First, appellant contends that his plea was
not voluntary because it was not clearly explained on the record that he would
go to prison for 86 months if he were found unamenable to treatment. But appellant’s attorney referred to “the
86-month sentence” at the hearing and the plea petition itself stated that the
maximum sentence for appellant’s offense was 30 years. Appellant replied in the affirmative when
the court asked him if he had gone over both sides of the plea petition with
his lawyer, if he understood everything written on it, and if he had signed it
acknowledging that he understood it. Thus,
the record demonstrates that appellant’s plea was voluntary. State v. Brown, ___ N.W.2d ___, ___, 2000
WL 210204, at *3, *4 (Minn. 2000) (defendant who understood that he risked an
executed double durational departure sentence and received an aggregate
sentence of less than the double of durational departure cannot successfully argue
that his plea was unknowing).
Appellant next contends that his plea was not intelligently made
because the district court’s agreement to it was contingent on appellant being
found amenable to treatment, a standard that appellant claims is
imprecise. But the district court
clearly stated that “the bottom line here is amenability to treatment,” and
appellant’s attorney replied, “[t]hat’s my understanding.” Both appellant and his attorney understood
the implications of finding appellant amenable to treatment. There was no manifest injustice in
appellant’s guilty plea.
Finally, appellant argues that he should be permitted to withdraw
his guilty plea because his plea agreement did not include the mandatory
conditional release term. He relies on State v.
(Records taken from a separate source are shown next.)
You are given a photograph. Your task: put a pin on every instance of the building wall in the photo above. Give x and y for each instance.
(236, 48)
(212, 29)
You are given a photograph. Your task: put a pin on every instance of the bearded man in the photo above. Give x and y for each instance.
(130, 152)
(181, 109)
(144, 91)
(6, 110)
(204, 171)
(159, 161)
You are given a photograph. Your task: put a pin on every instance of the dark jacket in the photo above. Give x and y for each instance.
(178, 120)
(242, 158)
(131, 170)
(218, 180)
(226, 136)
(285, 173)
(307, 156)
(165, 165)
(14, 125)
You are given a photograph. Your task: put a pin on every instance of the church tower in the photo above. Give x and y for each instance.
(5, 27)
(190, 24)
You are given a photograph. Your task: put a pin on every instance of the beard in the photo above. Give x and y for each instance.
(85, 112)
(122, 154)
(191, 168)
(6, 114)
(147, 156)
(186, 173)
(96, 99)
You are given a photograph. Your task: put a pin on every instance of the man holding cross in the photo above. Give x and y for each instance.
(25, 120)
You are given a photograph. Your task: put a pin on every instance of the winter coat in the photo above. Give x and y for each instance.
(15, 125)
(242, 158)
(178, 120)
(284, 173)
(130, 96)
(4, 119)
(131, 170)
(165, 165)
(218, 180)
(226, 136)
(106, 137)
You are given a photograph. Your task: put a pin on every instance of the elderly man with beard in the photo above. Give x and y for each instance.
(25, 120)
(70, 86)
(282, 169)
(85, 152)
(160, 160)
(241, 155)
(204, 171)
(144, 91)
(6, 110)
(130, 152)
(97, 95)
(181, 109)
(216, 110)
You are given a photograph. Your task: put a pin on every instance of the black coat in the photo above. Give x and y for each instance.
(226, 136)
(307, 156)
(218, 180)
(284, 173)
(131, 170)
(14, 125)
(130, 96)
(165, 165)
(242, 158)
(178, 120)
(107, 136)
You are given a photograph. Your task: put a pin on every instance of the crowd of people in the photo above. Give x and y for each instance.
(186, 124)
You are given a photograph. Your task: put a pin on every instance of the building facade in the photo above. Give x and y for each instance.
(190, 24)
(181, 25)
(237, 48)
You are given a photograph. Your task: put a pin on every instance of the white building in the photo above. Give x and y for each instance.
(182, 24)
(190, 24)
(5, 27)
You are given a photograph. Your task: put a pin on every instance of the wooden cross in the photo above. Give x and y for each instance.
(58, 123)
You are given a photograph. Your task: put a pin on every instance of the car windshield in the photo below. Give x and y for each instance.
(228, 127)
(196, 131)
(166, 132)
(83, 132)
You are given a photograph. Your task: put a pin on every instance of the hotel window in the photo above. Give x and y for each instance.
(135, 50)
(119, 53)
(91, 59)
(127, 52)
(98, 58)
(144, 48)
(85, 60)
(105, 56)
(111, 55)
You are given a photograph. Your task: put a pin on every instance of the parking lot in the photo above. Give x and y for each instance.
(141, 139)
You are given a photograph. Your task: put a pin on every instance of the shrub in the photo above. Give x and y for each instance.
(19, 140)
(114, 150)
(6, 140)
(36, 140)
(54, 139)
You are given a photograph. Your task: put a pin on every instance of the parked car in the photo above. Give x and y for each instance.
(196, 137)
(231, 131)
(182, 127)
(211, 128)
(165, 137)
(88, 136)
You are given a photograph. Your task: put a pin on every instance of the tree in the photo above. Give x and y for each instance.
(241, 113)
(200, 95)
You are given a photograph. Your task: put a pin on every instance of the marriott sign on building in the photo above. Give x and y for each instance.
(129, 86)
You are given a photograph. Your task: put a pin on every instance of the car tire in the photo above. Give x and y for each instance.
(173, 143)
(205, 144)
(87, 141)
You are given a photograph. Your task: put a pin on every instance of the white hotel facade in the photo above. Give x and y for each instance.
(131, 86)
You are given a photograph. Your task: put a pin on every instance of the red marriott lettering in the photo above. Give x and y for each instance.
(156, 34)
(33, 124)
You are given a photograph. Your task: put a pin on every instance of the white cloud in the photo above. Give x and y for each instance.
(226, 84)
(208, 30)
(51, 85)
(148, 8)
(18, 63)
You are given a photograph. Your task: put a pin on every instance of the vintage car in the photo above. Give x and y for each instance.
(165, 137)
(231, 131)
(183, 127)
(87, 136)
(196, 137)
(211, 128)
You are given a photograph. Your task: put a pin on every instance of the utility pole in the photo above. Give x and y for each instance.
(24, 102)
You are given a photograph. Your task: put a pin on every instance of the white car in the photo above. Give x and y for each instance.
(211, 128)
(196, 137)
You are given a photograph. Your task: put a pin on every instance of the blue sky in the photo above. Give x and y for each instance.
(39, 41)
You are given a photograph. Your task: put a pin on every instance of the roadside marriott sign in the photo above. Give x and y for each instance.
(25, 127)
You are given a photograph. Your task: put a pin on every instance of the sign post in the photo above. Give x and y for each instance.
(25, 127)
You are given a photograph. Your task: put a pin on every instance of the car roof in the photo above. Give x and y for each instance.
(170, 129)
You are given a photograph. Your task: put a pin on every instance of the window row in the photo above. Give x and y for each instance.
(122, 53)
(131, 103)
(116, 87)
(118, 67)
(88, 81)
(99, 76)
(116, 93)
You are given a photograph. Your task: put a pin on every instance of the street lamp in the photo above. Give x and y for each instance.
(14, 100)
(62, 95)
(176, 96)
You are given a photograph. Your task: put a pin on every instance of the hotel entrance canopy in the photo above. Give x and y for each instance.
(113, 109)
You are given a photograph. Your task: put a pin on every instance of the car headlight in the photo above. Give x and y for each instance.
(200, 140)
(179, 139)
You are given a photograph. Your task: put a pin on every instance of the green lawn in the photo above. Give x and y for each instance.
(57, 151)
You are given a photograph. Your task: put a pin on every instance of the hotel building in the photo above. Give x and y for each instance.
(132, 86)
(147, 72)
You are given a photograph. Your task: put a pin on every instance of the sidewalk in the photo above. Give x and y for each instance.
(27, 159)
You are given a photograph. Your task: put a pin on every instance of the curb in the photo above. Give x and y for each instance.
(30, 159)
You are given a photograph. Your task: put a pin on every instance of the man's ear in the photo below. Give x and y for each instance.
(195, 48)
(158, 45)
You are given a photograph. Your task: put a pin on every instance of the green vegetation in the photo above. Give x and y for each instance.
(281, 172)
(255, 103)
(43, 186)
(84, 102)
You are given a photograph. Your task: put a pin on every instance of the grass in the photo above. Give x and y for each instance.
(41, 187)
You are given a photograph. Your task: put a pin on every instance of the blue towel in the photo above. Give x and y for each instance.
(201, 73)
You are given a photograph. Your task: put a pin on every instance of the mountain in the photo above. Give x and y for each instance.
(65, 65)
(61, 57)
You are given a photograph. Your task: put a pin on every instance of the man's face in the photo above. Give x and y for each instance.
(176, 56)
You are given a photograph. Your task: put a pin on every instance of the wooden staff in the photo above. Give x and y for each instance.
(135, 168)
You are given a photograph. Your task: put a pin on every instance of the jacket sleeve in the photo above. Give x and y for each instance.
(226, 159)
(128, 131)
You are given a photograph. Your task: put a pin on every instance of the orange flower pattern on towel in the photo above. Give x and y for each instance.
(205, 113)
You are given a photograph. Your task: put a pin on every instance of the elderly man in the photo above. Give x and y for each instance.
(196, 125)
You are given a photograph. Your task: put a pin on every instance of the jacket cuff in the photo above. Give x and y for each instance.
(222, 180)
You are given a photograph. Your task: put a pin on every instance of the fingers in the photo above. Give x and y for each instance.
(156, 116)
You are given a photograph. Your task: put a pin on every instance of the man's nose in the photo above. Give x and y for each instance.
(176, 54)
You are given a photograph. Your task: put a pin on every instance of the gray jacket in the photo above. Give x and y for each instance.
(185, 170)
Garcia, 582 N.W.2d 879, 880 (Minn. 1998), for this argument. Garcia holds that
a defendant
who enters into a plea agreement for a sentence that fails to include a
conditional release term required by law may either withdraw the guilty plea or
accept the agreed upon sentence as amended to include the additional conditional
release term, but may not obtain specific performance of the original plea
agreement.
Id. at
880. But Garcia is
distinguishable. In that case, the
defendant agreed to plead guilty to a lesser charge in exchange for a specific
sentence. Id. Here, appellant was not offered the option
of agreeing to a specific sentence because the court would not agree to any
particular sentence until the results of the sex-offender evaluation were
available. See also State v. Jumping Eagle,
602 N.W.2d 653, 655 (Minn. App. 1999) (Garcia does not control where a plea agreement
did not indicate a sentence but provided for sentencing if probation were revoked,
and mandatory conditional release is not relevant until probation is revoked
and sentence is executed), review granted and stayed (Minn. Jan. 25,
2000).
There was no abuse of discretion in the
denial of appellant’s motion to withdraw his guilty plea.
Affirmed.
[1] This is the second appeal. Appellant withdrew his first appeal and moved to remand to the district court for reconsideration in light of State v. Garcia, 582 N.W.2d 879 (Minn. 1998). Appellant’s motion to withdraw was again denied, and he filed this appeal.